Chiuse le indagini sulla tesi di laurea, Maria Rosaria Boccia verso il processo

Maria Rosaria Boccia ha ricevuto l’avviso di conclusione delle indagini sulla sua tesi di laurea, che secondo la procura di Napoli è stata ripresa al 91 per cento da altre fonti. Adesso sarà suo diritto essere interrogata dal pm entro 20 giorni. Successivamente la procura partenopea (che contesta a Boccia due capi d’accusa per falso) potrà formulare la richiesta di rinvio a giudizio.

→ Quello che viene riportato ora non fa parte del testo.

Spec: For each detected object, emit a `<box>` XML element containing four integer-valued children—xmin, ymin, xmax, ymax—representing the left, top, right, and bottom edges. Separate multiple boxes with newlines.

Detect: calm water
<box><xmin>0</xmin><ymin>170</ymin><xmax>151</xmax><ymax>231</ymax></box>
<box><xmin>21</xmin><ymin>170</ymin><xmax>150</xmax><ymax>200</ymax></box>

L’Università Pegaso si costituirà parte civile

In base alle indagini della Guardia di Finanza di Napoli, per la tesi di laurea in Economia e Management intitolata “Sistema Sanitario Nazionale: luci e ombre di un’eccellenza italiana stretta dai vincoli della finanza pubblica”, Boccia avrebbe usato – per il 70 per cento – materiale prodotto da una studentessa della Luiss che aveva terminato gli studi nel 2018. Ma, considerando altre fonti, gli inquirenti ipotizzano una percentuale complessiva di plagio pari al 91 per cento. Boccia, peraltro, avrebbe commesso un doppio falso con la firma della “Dichiarazione di originalità dell’elaborato”, in cui assicurava che l’eaborato era autentico, frutto del proprio lavoro e non trascritto o copiato da altre sorgenti, salvo eventuali parti esplicitamente citate. L’inchiesta è stata avviata a seguito di una denuncia presentata dall’Università Telematica Pegaso, che ritenendosi parte lesa si costituirà parte civile.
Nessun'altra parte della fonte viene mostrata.